So, a few days ago I posted this deliberately-upsetting video to YouTube;
Which quickly got found by a big Dr Blog, cranquis.tumblr.com, ran by an American medic called Dr Cranquis (It’s very good, he’s very funny and obviously a very good doctor too).
And this in his response made me jump out of my weird, stretchy skin;
“When EDS is taught, the emphasis usually is about the plasticity of the patient’s connective tissue, the genetic transmission, the “double-jointedness”, and the risk for blood vessel ruptures. There’s always at least one old-timey picture of a “circus Plastic Man” stretching his neck skin way out, for some reason. But while the “easy joint dislocations” are mentioned, I don’t recall anyone emphasizing the (obvious, in hindsight) risk this would create for excruciating pain.”
Because this exactly reflects the complaint that I keep making; Medical teaching programmes and textbooks, when they go into EDS at all, always emphasise the visually-dramatic.

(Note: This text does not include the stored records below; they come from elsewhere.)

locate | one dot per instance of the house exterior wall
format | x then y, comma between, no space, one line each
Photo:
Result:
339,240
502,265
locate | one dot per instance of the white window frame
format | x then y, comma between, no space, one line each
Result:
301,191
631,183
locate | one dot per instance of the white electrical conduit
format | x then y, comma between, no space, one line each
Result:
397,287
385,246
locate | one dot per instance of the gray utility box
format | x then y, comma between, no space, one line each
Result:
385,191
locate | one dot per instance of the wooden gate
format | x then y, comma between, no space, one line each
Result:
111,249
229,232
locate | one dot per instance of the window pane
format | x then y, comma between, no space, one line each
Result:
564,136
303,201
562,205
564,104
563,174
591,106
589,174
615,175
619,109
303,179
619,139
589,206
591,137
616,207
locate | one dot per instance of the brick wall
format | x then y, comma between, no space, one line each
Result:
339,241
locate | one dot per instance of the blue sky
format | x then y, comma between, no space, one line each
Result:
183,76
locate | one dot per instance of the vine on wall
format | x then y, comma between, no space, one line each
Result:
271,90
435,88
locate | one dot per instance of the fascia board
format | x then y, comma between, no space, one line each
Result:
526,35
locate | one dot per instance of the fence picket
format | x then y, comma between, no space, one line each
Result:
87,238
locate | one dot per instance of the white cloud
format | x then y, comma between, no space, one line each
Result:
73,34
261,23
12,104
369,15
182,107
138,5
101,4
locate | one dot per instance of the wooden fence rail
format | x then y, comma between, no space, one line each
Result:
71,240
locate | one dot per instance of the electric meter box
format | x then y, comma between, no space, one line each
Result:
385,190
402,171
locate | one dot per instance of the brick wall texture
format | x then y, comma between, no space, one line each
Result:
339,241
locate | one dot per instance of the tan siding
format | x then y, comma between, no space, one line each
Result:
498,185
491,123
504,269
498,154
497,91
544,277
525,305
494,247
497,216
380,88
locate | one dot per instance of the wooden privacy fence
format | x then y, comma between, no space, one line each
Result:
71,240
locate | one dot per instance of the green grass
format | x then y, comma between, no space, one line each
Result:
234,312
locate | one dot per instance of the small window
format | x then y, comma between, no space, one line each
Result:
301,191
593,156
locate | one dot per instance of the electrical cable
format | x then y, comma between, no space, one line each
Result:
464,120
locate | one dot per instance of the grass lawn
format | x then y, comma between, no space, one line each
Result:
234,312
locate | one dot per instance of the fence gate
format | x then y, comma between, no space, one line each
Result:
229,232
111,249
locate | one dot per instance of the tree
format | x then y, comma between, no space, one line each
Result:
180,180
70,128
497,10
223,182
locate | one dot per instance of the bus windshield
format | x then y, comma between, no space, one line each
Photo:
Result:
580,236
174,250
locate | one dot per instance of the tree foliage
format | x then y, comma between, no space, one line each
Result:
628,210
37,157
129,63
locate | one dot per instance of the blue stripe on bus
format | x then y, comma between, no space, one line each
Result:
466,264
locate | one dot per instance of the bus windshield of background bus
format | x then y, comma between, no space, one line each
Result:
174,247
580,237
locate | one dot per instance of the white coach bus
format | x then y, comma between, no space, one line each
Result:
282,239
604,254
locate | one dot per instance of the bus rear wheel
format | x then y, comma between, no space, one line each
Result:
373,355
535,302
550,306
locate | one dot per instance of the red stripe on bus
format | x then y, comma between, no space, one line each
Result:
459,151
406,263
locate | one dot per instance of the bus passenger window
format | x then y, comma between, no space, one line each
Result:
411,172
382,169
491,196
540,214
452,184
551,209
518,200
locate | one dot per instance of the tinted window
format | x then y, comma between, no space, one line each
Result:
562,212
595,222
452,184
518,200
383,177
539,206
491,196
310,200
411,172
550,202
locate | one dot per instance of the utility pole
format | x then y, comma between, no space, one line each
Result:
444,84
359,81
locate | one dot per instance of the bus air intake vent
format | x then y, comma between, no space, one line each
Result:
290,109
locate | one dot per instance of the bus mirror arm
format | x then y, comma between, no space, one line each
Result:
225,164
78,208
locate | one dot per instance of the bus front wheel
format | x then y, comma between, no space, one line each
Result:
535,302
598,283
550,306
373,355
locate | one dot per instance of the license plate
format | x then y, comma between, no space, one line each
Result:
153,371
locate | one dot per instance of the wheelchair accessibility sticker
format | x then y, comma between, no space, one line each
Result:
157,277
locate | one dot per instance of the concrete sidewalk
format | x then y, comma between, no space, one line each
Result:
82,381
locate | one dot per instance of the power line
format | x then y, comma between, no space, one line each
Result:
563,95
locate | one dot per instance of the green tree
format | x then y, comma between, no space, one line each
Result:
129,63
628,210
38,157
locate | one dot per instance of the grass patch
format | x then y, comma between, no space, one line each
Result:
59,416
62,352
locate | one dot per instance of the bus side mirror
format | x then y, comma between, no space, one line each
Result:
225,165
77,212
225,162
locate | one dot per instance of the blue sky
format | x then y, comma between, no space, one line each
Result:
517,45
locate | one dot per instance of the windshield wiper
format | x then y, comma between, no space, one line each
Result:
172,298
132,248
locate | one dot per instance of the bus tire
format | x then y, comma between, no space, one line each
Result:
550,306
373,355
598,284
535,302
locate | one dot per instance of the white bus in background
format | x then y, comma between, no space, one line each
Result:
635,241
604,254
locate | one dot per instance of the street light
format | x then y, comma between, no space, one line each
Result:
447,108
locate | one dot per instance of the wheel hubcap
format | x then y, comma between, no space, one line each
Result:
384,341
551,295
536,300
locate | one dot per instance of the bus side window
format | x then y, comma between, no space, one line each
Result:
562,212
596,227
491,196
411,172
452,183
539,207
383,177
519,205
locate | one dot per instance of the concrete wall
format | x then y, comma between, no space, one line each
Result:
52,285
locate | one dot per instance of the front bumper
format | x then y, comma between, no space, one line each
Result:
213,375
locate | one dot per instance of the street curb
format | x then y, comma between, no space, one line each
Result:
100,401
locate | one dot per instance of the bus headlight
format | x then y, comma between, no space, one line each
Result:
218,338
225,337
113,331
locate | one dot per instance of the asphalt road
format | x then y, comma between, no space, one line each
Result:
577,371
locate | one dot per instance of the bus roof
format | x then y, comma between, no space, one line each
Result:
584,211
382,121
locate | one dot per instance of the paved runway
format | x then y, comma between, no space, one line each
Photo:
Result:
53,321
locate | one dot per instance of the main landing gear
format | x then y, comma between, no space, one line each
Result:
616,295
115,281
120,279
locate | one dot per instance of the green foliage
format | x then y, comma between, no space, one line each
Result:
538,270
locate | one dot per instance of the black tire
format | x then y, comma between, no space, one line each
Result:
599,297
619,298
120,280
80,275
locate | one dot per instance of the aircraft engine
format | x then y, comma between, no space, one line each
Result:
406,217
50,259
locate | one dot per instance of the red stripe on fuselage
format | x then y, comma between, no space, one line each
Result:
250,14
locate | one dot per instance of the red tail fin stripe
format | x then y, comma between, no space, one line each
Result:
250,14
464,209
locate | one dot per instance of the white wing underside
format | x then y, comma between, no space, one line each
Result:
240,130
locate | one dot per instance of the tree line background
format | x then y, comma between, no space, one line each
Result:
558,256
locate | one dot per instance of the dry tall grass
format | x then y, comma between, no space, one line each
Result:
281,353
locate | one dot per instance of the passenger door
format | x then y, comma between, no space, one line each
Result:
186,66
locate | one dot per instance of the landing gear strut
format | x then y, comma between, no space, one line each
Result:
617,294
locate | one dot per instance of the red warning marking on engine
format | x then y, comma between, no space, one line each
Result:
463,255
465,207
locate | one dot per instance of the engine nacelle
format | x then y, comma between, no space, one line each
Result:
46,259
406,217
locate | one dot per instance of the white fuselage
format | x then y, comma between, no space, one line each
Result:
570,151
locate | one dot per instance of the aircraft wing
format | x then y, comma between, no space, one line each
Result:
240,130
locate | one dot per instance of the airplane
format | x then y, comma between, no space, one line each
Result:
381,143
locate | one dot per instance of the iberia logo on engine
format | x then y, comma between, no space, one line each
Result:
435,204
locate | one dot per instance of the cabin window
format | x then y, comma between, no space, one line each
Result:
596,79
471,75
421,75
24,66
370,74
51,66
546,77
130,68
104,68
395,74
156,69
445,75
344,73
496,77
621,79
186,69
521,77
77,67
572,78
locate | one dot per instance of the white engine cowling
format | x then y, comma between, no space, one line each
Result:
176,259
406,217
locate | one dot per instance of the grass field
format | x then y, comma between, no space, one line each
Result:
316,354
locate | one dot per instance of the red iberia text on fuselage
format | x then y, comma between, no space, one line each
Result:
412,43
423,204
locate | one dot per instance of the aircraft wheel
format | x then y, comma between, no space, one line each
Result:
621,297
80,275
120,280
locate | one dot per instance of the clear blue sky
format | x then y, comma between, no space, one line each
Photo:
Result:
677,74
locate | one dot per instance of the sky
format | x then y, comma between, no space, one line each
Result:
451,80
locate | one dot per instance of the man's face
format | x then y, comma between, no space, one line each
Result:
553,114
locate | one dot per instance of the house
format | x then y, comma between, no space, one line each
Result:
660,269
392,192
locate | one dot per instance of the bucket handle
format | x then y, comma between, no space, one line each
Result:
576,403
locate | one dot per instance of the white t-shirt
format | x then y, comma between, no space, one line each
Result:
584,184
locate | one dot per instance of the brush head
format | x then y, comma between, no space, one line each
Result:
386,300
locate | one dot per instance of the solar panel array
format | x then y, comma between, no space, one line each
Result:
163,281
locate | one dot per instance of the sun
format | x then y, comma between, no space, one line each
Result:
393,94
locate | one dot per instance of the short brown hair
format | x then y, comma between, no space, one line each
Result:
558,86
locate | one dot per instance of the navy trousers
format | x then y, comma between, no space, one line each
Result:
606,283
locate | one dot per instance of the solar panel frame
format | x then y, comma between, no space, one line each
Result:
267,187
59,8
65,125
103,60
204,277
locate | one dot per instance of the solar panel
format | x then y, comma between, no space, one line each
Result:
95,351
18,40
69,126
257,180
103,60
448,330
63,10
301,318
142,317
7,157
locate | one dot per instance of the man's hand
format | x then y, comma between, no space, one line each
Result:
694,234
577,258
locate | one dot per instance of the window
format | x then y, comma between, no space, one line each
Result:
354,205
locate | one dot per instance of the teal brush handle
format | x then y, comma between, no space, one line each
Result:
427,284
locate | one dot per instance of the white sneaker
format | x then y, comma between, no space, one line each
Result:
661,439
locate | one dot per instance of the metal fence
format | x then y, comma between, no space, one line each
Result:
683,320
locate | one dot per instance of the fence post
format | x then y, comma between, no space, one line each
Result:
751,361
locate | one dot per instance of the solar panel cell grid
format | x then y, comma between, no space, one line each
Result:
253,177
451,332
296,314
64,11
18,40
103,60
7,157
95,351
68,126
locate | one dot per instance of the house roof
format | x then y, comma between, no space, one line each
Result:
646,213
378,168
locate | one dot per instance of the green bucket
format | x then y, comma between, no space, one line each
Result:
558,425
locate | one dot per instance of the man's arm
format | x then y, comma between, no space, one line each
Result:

They go for the most obvious even-my-dog-could-tell-you-that’s-luxated luxations, the stretchiest stretchy skin, the most pronounced micrognathia, enlarged orbits, and visible veins and the most extreme weirdly-proportioned habitus. And they take the photographs in such a way that they show up the criteria as much as is possible, foreshortening and back-lighting and putting in perfect profile, whilst twisting the limbs and fingers around into the most extreme examples of the Beighton warp.
So doctors learn by seeing the most blatant, and not the most common, cases. They don’t see the tall girl with long fingers who’s always clutching her back in pain but insists that it’s just overtraining. They don’t see the boy with huge blue eyes, whose hips click a bit when he walks but in ten years’ time he’ll be in a wheelchair. They don’t see the rugby player that keeps “popping” their shoulders whenever they stand up from the scrum, that lives in a constant cloud of Deep Heat and freeze-spray. They definitely don’t see the forty-year-old with visceroptosis and a uterine prolapse, but otherwise no symptoms other than sore hands that they put down to old age. They see the depressed teenager who can’t eat, who claims to feel full after two bites of a pasty, and has a drawerful of laxatives, and they insist that it’s an eating disorder even when he cries over how thin he’s getting. They see the toddler with fist-sized bruises, and they call social services, and refuse to believe that they really do just keep falling over and that the parents are just as worried as the doctor. They see the pain episodes, like the one above, and say that it’s drug-seeking, psychosomatic or exaggerated, because EDS is just that thing that makes you a circus freak, isn’t it?
We need some kind of campaign that says that the reason that a lot of people don’t see zebras is because we look and sound basically like stripey horses.